Alec Karakatsanis Profile picture
Jan 22, 2022 21 tweets 7 min read Read on X
THREAD. I noticed something fascinating: around the same time in recent days, each major corporate news source began talking about a new crime hysteria: a supposed crisis of theft from the railroad industry. But if you look deeper, something very scary is happening.
For context, recall I outlined an incredible coordination between corporate/police PR departments and corporate media reporters around retail theft. Here's a thread I wrote about how the same words, sources, and phrases began appearing everywhere at once:
For the railroad story, I'll start with the New York Times story because it is in arguably the most reputable news source and because it is one of the most dangerous and irresponsible articles. Here's the story: nytimes.com/2022/01/19/us/…
As I’ve shown time and again with the New York Times, if you just go through their stories and list the sources relied on, it becomes obvious who is influencing the news and how it is framed. This is a list of the stories’ sources in chronological order, and it’s astonishing:
-“Authorities”
-LAPD Captain
-“The police”
-LAPD Captain (twice more)
-Railroad corporation (twice)
-Railroad corp. spokesperson
-Association of American Railroads
-LAPD Captain
-Asst. prof. of "marketing"
-Railroad corp.
-Railroad spokesperson
-DA
-LAPD Captain (5 more times)
Imagine being a reporter at the most influential, prestigious news org in the U.S. and writing a major story at a time of rising fascism and just repeating police and corporate talking points about needing more punishment without seeking a single other perspective. Incredible.
In typical NYT fashion, cops make wild claims with no evidence or scrutiny. It all leads up to big moment: the last 5 paragraphs of the piece, all given to LAPD, give away the game: this is about more $$$ for cops: “They are really trying, but we are all understaffed,” he said.

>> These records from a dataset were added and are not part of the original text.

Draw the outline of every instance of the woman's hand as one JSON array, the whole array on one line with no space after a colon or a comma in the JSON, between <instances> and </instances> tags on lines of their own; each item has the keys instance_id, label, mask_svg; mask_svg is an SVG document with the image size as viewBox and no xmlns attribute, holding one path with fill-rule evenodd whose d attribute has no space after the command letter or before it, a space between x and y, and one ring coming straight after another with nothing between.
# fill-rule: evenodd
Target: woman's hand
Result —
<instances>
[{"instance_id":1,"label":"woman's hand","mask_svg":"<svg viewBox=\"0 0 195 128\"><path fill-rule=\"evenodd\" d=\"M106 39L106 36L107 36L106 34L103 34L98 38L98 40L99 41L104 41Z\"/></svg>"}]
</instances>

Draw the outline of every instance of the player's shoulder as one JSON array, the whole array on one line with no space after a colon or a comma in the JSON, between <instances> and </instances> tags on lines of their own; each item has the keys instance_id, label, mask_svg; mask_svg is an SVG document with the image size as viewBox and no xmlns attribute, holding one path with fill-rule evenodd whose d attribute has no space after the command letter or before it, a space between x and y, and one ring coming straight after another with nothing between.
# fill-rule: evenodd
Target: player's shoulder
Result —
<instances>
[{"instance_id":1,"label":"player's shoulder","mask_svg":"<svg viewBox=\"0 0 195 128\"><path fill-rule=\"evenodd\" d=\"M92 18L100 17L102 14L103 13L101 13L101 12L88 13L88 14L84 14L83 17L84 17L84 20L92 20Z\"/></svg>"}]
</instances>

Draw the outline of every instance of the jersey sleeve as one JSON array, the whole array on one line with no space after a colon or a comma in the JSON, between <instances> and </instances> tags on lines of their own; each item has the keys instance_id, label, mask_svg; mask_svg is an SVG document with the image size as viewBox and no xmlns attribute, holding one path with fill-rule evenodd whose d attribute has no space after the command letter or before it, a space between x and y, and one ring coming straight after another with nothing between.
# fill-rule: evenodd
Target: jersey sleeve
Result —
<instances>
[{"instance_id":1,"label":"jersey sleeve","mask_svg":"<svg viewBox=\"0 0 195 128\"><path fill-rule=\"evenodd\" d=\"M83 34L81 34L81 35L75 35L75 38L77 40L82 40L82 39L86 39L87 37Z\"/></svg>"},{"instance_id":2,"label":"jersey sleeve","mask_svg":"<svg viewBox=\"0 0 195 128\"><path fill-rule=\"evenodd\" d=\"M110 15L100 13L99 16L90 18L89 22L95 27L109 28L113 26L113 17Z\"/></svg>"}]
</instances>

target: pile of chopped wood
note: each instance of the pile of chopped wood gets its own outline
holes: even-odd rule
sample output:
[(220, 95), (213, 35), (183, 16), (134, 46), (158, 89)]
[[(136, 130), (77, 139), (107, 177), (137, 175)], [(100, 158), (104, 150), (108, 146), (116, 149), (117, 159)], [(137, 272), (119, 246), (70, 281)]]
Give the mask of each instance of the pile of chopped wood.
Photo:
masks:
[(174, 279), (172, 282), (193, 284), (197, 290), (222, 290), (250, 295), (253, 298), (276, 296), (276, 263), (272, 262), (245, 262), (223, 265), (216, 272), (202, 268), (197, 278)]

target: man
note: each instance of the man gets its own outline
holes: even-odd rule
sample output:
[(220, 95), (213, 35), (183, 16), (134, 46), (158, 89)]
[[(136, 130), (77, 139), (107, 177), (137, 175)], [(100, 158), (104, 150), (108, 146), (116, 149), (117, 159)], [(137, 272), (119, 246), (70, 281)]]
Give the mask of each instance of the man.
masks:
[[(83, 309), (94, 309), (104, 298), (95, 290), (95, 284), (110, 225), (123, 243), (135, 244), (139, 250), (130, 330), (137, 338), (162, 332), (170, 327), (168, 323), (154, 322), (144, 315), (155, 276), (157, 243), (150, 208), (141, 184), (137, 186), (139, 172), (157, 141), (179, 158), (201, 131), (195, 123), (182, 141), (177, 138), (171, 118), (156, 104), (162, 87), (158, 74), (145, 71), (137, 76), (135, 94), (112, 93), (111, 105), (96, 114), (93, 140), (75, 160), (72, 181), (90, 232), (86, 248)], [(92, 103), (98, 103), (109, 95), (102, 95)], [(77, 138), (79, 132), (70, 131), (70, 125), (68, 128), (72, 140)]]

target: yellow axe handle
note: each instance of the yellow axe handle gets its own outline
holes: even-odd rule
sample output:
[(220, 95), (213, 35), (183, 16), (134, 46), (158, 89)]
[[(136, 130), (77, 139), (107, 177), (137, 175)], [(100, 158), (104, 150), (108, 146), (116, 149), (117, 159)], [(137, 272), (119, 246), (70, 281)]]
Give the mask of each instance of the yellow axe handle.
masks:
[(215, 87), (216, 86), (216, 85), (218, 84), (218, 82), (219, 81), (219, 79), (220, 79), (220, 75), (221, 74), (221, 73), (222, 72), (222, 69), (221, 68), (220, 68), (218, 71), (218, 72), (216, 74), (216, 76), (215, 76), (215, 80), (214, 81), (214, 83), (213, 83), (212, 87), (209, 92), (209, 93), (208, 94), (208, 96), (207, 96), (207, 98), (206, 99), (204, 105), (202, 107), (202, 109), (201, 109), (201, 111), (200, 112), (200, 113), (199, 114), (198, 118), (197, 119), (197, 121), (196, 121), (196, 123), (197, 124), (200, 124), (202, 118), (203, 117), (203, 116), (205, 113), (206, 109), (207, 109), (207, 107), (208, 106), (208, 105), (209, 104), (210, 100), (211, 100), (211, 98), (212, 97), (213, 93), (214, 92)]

What does New York Times omit? That LAPD already has an astonishing $3 billion budget, most of it spent on low-level traffic, drugs, homelessness, mental illness related stuff AND that LAPD is in midst of big budget fight trying to get a 12% increase.
The NYT also omits one of the most crucial facts you need to know. The LAPD and LA Sheriff together have 67 full-time employees working on PR and propaganda. People don't realize that they spend a lot of money and time to plant these stories:
But I digress. This story began with letter from railroad monopoly lobbyist complaining about not enough human caging by "progressive" LA prosecutor. Almost immediately, and we don't yet know how, a pro-cop CBS reporter took a viral video of tracks that corporate/police boosted.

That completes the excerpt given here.